Powerful Twitter/X scraping tool dengan Selenium

These details have been verified by PyPI

Project links

GitHub Statistics

Maintainers

ramadhanigb1997

These details have not been verified by PyPI

Project description

🐦 Panen Tweet — Twitter/X Scraper

Panen Tweet is a Python tool for scraping tweet data from Twitter/X based on keywords, date ranges, language, and tweet types. Suitable for research, data analysis, or thesis purposes.

✅ Prerequisites

Before you start, make sure you have:

Python 3.7 or newer → Download here
Google Chrome installed on your computer
An active Twitter/X account

Check your Python version:

python --version

Installation

Method 1: From PyPI (Recommended)

pip install panen-tweet

Method 2: From Source Code (GitHub)

git clone https://github.com/Dhaniaaa/panen-tweet.git
cd panen-tweet
pip install -e .

Special: Google Colab or Linux Server (VPS)

On Google Colab and Linux servers, Google Chrome is not installed by default. Run these commands first:

# 1. Install the library
!pip install panen-tweet

# 2. Install Google Chrome (only needed once)
!panen-tweet install-chrome

Getting Auth Token

What is an auth_token?
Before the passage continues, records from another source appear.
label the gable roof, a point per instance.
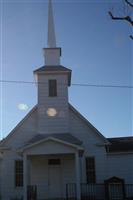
(120, 144)
(66, 137)
(45, 139)
(89, 124)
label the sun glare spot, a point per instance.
(51, 112)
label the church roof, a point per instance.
(66, 137)
(120, 144)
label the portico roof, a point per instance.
(62, 138)
(66, 137)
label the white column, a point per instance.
(25, 177)
(77, 165)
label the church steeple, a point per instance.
(53, 81)
(51, 53)
(51, 28)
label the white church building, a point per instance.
(55, 153)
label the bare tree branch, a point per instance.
(126, 18)
(129, 3)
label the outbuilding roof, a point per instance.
(120, 144)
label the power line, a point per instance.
(73, 84)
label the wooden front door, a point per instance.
(54, 179)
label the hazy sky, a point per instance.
(97, 49)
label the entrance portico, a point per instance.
(50, 164)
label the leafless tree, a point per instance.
(127, 17)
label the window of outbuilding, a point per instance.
(52, 88)
(90, 170)
(18, 173)
(54, 162)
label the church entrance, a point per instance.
(54, 178)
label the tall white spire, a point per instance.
(51, 29)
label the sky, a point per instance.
(96, 49)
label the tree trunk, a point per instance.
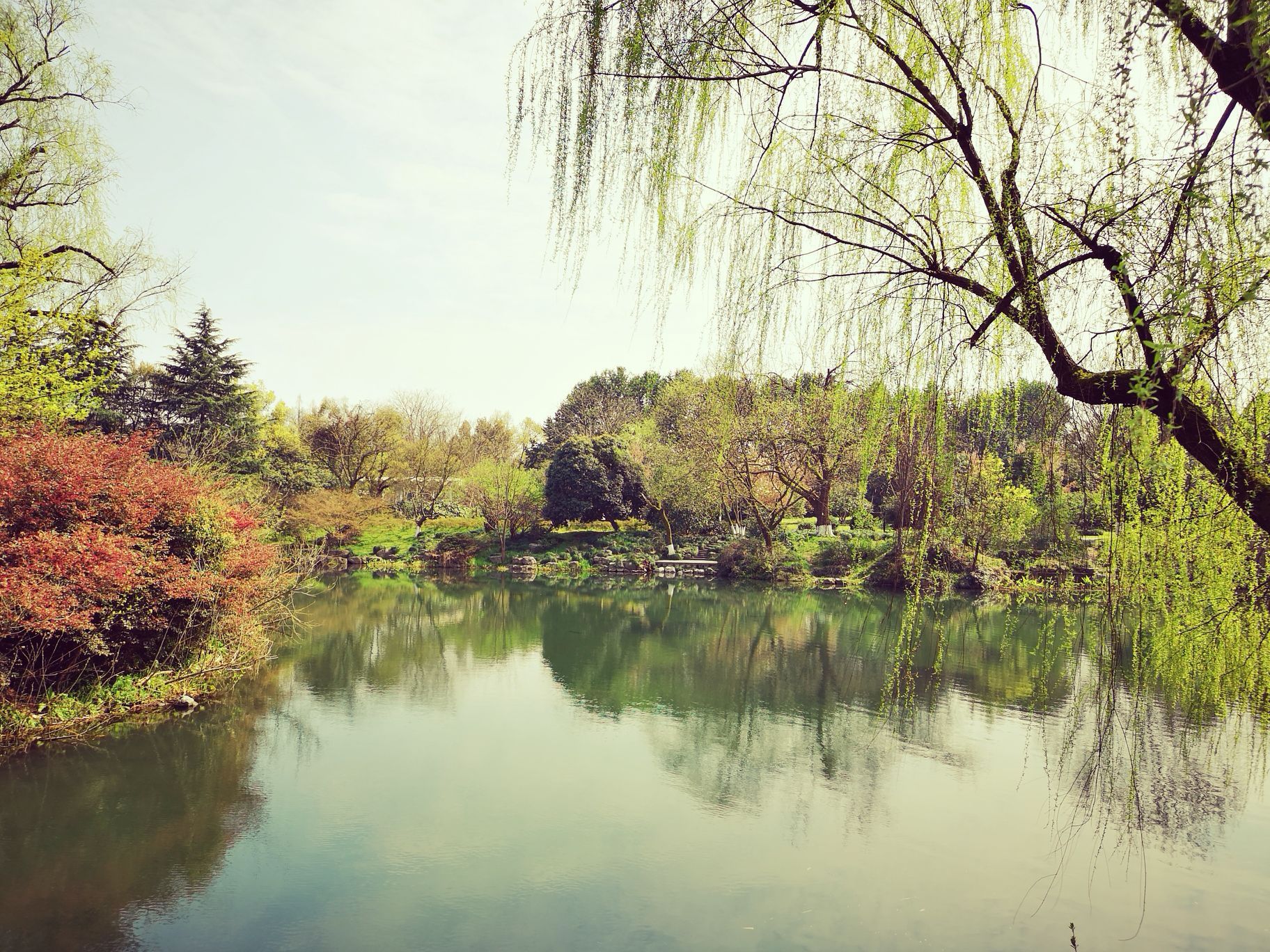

An auth token is a unique code that proves you are logged into Twitter/X. This tool needs this token to access tweet data.

How to Get the Token (Step-by-Step):

Open your browser (Chrome or Firefox) and log in to x.com
Press F12 to open Developer Tools
Click the Application tab (Chrome) or Storage tab (Firefox)
In the left panel, click Cookies → select https://x.com
Find the row named auth_token
Click the row, then copy the value in the right column

🖼️ The token looks like a long string of characters, example: 1a2b3c4d5e6f7a8b9c0d...

TOKEN SECURITY — MUST READ!

This token is the full access key to your Twitter/X account.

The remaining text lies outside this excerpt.